Billing is flat per request — you know the exact cost before you send it, no token math:

ModelCredits / requestUSD / request
c0mpute-pro10$0.10
c0mpute-max15$0.15
c0mpute-max-think20$0.20

1 credit = $0.01. Buy credits with USDC from the dashboard. A request that returns a tool call (one step of an agent loop) is one request. Rate limit: 60 requests/minute per key.

Chat completions

POST /v1/chat/completions

curl

curl https://c0mpute.ai/api/v1/chat/completions \
-H "Authorization: Bearer $C0MPUTE_API_KEY" \
-H "Content-Type: application/json" \
-d '{
"model": "c0mpute-pro",
"messages": [{"role": "user", "content": "Hello!"}]
}'

Python (OpenAI SDK)

from openai import OpenAI

client = OpenAI(base_url="https://c0mpute.ai/api/v1", api_key="sk-c0mpute-...")

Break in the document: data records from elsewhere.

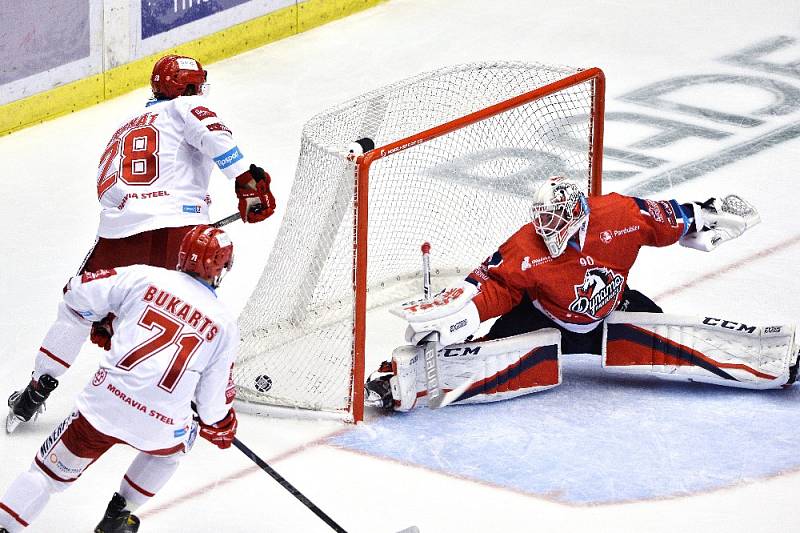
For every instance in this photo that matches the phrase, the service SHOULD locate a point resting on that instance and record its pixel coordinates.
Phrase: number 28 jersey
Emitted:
(173, 343)
(155, 170)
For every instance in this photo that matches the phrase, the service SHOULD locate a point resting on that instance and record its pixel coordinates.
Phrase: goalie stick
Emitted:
(296, 493)
(234, 217)
(431, 342)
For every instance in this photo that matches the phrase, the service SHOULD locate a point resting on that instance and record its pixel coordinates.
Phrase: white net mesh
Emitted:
(465, 192)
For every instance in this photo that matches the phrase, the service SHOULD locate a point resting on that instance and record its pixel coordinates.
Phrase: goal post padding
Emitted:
(458, 153)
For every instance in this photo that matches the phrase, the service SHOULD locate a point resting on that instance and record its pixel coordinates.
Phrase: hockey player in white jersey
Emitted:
(152, 185)
(172, 344)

resp = client.chat.completions.create(
model="c0mpute-pro",
messages=[{"role": "user", "content": "Hello!"}],
)
print(resp.choices[0].message.content)

Node (OpenAI SDK)

import OpenAI from "openai";

const client = new OpenAI({ baseURL: "https://c0mpute.ai/api/v1", apiKey: "sk-c0mpute-..." });

const resp = await client.chat.completions.create({
model: "c0mpute-pro",
messages: [{ role: "user", content: "Hello!" }],
});
console.log(resp.choices[0].message.content);

Streaming

Set stream: true to receive Server-Sent Events as chat.completion.chunk objects, terminated by data: [DONE].

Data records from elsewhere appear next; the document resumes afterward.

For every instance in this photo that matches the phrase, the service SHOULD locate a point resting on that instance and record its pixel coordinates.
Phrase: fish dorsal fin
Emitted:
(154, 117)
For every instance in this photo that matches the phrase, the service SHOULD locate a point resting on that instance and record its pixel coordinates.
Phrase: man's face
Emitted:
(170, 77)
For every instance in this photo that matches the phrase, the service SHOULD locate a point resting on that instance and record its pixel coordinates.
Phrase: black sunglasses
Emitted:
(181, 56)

stream = client.chat.completions.create(
model="c0mpute-pro",
messages=[{"role": "user", "content": "Write a haiku."}],
stream=True,
)
for chunk in stream:
print(chunk.choices[0].delta.content or "", end="")

Function calling (tools)

Pass your own tools. When the model decides to call one, the response comes back with finish_reason: "tool_calls" and the call(s) under message.tool_calls — you run the tool and send the result back as a tool message. This is what lets agent frameworks drive their own tools on c0mpute.

tools = [{
"type": "function",
"function": {
"name": "get_weather",
"description": "Get the current weather for a city",
"parameters": {
"type": "object",
"properties": {"city": {"type": "string"}},
"required": ["city"],
},
},
}]

messages = [{"role": "user", "content": "What's the weather in Paris?"}]
r1 = client.chat.completions.create(model="c0mpute-max", messages=messages, tools=tools)

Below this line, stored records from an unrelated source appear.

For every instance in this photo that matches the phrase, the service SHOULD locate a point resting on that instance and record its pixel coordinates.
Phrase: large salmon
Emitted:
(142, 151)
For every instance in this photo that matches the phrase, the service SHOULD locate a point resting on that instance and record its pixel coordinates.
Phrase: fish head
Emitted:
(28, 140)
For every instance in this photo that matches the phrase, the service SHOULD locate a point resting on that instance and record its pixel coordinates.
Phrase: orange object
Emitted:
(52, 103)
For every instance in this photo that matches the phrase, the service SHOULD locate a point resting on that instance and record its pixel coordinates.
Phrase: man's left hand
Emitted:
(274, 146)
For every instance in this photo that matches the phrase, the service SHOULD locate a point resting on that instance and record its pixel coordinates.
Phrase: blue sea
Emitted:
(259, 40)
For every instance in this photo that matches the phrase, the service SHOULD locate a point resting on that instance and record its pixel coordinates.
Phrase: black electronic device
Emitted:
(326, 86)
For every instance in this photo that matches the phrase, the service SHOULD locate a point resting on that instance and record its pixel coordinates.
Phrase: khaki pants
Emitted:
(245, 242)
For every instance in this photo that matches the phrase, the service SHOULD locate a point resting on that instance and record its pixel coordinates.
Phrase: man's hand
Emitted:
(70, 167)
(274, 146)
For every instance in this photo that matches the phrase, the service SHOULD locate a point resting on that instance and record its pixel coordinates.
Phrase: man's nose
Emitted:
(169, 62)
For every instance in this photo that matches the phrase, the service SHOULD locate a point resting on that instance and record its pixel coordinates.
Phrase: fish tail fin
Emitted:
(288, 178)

call = r1.choices[0].message.tool_calls[0] # get_weather({"city": "Paris"})
messages.append(r1.choices[0].message)
messages.append({"role": "tool", "tool_call_id": call.id, "content": "18C and sunny"})

r2 = client.chat.completions.create(model="c0mpute-max", messages=messages, tools=tools)
print(r2.choices[0].message.content) # "The weather in Paris is 18°C and sunny."

Tool calling and vision are most reliable on c0mpute-max. The Pro 8B can attempt tools but is less consistent.

Vision

c0mpute-max accepts images. Use OpenAI's multimodal content format with an inline base64 data: URL:

import base64
img = base64.b64encode(open("photo.png", "rb").read()).decode()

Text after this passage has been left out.